Brig 10/4--American White Pelican

American White Pelicans
I didn't think I'd be going back to Brig so soon; I figured I'd wait for its "grand re-opening" but a text alert came in while I was walking on Great Bay Blvd that two American White Pelicans were viewable from the Gull Tower and since GBB was, according to GPS, only 37 minutes away and since pelicans are big birds and hard to miss, I drove down there. I wouldn't chase a flighty bird like a warbler or sparrow, but this seemed like a pretty good bet.

And it was. I climbed up the tower, met a couple of guys there who pointed me in the general direction of the pelicans, looked through my scope and added them to the year list.
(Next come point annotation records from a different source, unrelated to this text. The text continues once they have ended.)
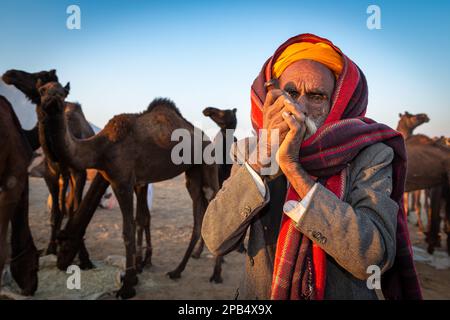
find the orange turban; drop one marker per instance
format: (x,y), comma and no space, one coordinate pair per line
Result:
(319,52)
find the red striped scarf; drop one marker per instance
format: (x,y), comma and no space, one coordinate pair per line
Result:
(300,265)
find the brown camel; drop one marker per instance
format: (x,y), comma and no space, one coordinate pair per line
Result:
(227,122)
(429,168)
(406,125)
(14,160)
(54,168)
(130,152)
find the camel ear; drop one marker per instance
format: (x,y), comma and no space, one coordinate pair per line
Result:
(67,88)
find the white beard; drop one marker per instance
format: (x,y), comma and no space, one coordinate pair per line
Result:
(311,127)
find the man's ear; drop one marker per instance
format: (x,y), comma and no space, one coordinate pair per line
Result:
(38,83)
(67,88)
(39,87)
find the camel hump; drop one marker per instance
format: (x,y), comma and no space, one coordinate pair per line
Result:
(420,139)
(119,127)
(162,103)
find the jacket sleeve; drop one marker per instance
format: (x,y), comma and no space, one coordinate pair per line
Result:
(360,232)
(231,211)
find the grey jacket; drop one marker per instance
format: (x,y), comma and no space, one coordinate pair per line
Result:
(355,233)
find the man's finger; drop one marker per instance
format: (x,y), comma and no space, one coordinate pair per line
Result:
(271,96)
(295,110)
(291,121)
(277,106)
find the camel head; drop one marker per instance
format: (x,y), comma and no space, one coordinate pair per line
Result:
(412,121)
(52,96)
(26,82)
(225,119)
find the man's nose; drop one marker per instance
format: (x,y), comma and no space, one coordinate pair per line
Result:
(301,105)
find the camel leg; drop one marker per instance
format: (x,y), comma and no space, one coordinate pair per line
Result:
(194,186)
(124,195)
(417,208)
(63,194)
(78,181)
(435,219)
(217,273)
(71,238)
(5,212)
(447,215)
(52,181)
(198,249)
(143,221)
(406,202)
(427,208)
(71,197)
(24,269)
(79,178)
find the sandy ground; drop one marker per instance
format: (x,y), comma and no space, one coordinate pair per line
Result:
(171,230)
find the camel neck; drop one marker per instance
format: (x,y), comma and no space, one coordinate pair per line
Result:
(405,131)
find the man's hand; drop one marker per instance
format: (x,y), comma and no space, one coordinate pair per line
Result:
(288,153)
(275,129)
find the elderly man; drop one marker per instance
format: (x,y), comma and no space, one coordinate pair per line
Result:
(332,215)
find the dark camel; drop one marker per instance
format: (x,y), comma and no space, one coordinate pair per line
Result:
(130,152)
(227,122)
(54,168)
(14,160)
(429,168)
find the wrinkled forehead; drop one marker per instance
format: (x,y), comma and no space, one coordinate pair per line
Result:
(308,72)
(52,88)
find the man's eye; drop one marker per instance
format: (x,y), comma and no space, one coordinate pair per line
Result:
(293,93)
(317,98)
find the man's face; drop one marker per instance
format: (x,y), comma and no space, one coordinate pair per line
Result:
(311,84)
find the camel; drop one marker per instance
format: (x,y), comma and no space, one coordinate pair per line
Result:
(54,168)
(429,168)
(406,125)
(130,152)
(226,120)
(14,160)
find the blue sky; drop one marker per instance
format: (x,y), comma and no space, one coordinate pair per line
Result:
(201,53)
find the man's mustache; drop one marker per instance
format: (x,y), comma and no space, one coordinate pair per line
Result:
(311,127)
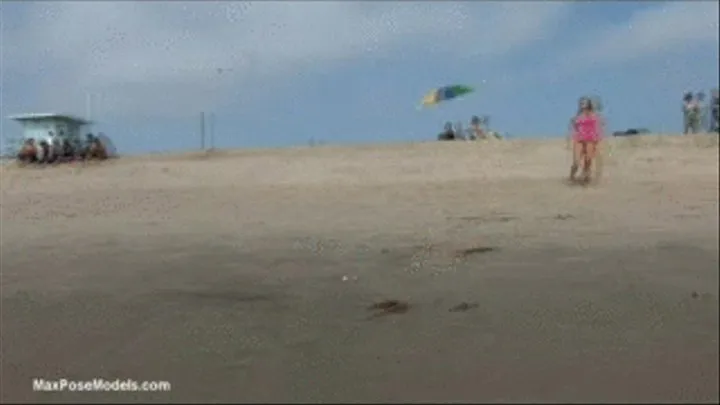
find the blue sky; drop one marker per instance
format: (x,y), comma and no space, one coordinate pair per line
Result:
(349,72)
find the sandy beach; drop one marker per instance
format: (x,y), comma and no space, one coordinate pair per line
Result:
(246,276)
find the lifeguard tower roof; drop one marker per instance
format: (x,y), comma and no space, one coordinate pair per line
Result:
(49,116)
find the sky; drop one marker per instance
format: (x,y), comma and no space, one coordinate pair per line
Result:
(286,73)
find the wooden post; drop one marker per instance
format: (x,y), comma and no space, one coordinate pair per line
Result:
(202,130)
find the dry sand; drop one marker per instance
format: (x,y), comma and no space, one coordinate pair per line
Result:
(245,276)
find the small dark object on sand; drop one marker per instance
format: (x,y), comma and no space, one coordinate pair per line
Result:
(464,306)
(475,250)
(389,307)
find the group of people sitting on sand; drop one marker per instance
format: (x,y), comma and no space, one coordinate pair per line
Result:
(476,131)
(55,149)
(698,117)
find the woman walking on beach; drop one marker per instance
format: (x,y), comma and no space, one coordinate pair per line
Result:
(586,132)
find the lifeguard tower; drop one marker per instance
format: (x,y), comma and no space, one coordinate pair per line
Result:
(39,126)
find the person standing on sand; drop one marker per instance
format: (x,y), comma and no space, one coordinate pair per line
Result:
(586,133)
(691,114)
(715,111)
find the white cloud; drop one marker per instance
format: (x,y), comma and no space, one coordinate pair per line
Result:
(162,57)
(661,29)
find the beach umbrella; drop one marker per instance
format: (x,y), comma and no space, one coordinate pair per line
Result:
(435,96)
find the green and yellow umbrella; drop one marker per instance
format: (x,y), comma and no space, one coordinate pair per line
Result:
(445,93)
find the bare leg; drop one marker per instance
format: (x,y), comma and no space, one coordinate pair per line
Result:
(590,152)
(599,160)
(578,153)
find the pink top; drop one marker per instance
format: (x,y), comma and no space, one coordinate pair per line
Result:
(587,128)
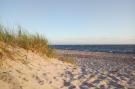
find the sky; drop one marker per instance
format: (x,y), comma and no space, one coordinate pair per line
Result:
(73,21)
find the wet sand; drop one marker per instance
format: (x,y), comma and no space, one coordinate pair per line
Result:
(100,70)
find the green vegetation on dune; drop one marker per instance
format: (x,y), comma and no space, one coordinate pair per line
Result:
(34,42)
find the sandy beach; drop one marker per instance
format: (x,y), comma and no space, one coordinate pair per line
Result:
(93,70)
(101,70)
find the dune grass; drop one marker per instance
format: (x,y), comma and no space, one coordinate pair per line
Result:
(34,42)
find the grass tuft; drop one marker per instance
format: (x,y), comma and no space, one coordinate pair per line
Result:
(24,39)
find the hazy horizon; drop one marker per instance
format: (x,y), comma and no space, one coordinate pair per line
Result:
(73,21)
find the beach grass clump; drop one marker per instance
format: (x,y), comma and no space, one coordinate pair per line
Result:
(34,42)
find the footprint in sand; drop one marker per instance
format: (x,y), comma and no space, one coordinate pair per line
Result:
(10,80)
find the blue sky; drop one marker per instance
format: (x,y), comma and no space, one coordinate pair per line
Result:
(73,21)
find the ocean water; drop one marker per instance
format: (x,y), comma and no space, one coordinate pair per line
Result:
(99,48)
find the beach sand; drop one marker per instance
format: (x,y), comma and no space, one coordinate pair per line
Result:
(93,70)
(101,70)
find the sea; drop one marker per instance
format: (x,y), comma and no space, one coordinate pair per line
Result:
(98,48)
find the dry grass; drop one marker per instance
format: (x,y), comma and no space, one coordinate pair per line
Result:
(34,42)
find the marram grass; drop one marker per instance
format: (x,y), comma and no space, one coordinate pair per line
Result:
(23,39)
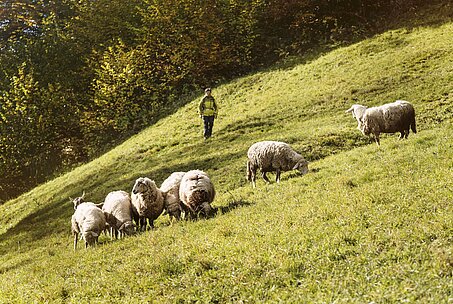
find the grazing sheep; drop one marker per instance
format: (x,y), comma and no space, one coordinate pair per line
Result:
(398,116)
(270,156)
(197,192)
(170,190)
(118,209)
(88,220)
(147,202)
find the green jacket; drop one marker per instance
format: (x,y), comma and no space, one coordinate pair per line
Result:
(207,106)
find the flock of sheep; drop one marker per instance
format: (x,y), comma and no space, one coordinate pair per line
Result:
(190,194)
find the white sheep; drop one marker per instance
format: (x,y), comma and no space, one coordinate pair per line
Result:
(89,221)
(147,202)
(197,192)
(270,156)
(170,190)
(118,210)
(398,116)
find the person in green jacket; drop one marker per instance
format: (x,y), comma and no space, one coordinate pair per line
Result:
(208,112)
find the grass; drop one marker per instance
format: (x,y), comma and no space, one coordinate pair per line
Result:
(365,225)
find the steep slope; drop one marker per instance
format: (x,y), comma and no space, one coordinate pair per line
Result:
(366,224)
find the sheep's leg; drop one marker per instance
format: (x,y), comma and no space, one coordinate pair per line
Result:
(377,140)
(76,237)
(263,174)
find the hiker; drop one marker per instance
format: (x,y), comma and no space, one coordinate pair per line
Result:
(208,112)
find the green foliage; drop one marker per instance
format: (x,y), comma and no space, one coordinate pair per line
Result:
(366,224)
(111,68)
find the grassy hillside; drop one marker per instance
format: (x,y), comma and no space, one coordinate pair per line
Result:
(365,225)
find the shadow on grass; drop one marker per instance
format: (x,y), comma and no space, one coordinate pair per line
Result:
(231,206)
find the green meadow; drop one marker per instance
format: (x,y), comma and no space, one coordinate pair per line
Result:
(367,224)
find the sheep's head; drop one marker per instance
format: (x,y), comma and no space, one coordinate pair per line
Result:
(90,238)
(301,166)
(128,228)
(78,200)
(143,185)
(357,111)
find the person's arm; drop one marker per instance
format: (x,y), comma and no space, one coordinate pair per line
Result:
(201,107)
(215,108)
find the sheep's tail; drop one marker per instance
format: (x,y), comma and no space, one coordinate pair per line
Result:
(413,125)
(249,172)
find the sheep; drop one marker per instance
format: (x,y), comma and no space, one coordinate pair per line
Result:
(270,156)
(89,221)
(118,209)
(197,192)
(147,202)
(170,190)
(398,116)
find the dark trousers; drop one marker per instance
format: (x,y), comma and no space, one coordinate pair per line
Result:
(208,124)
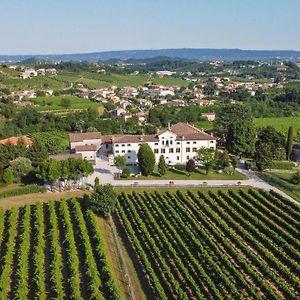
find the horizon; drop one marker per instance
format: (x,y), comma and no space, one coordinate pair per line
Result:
(53,27)
(148,49)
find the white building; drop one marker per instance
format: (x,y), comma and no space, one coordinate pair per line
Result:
(177,144)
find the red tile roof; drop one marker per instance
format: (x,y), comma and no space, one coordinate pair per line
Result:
(81,136)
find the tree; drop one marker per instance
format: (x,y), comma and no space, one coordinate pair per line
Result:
(8,176)
(296,178)
(146,159)
(230,114)
(206,156)
(162,166)
(37,153)
(240,139)
(120,161)
(190,166)
(289,143)
(65,102)
(103,200)
(263,155)
(97,181)
(21,166)
(222,159)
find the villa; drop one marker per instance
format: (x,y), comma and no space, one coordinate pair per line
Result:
(177,143)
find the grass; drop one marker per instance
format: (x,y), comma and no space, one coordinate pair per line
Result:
(54,103)
(179,173)
(281,124)
(282,182)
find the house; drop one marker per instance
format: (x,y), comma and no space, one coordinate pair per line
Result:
(177,143)
(208,116)
(14,140)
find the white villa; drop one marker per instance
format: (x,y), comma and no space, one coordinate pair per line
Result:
(177,143)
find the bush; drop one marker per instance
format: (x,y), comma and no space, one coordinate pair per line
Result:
(27,189)
(103,200)
(282,165)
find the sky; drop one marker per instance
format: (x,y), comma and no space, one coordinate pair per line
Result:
(76,26)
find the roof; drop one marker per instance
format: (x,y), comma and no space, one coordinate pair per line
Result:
(82,148)
(81,136)
(63,156)
(14,140)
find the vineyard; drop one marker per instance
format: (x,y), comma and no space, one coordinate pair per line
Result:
(53,251)
(235,244)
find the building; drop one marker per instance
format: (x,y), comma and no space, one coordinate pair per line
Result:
(177,143)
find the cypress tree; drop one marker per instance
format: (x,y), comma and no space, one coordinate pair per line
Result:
(289,143)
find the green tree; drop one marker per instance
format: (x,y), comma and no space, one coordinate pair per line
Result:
(103,200)
(21,166)
(240,138)
(206,157)
(65,103)
(162,166)
(37,153)
(190,166)
(263,156)
(8,176)
(146,159)
(289,143)
(120,161)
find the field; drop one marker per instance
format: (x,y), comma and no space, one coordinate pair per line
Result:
(53,251)
(55,103)
(235,244)
(281,124)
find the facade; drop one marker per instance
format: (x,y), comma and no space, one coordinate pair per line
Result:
(177,144)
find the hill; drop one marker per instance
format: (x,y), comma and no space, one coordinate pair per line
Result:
(184,53)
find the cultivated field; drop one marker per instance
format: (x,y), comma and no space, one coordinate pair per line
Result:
(235,244)
(281,124)
(53,251)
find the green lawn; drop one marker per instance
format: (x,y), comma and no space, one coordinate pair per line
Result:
(54,103)
(179,173)
(281,124)
(282,181)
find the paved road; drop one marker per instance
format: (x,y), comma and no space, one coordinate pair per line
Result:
(105,172)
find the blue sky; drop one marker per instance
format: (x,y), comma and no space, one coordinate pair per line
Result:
(72,26)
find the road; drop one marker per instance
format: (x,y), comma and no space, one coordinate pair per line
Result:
(105,173)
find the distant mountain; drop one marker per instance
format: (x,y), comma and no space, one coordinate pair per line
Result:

I was figuring that was a species that would be a miss this year.

Almost as interesting to me as the pelicans were the 6 Common Gallinules that were in the Gull Pond. (Gallinula galeata use to be called Common Moorhen but since half of them aren't hens and there are no moors in North America, the name was, to my mind, sensibly changed, though much to the chagrin of some traditionalists. On a somewhat related note, the Toledo Mudhens minor league baseball team, uses the folk name for American Coot. The team doesn't seem to know this and its mascot looks more like a chicken than a coot.) While Common Gallinule is not rare this time of year at Brig, 6 of them is a pretty big number to find. These all looked like either females or juveniles to me.
Common Gallinule
For the 6th day in a row, the weather was nasty--blowing drizzle, gusting winds, but not enough to prevent me from getting out to bird. Great Bay Blvd had a decent variety of birds, but, the ones I was looking for, sparrows, were being extraordinarily difficult, showing themselves for a fleeting moment before diving into the reeds. The dim light and windy conditions didn't help, so I couldn't tell if the sparrows scampering around the marsh were Saltmarsh or Nelson's. Nelson's is the one I need for the year and GBB is the best place in Ocean County to find them.

Some other birds I did see down there:
Least Sandpiper
Yellow-crowned Night-Heron (juvenile)
You can see how murky the light was today. Tomorrow might be better. Then we're awaiting a hurricane to decide on its path.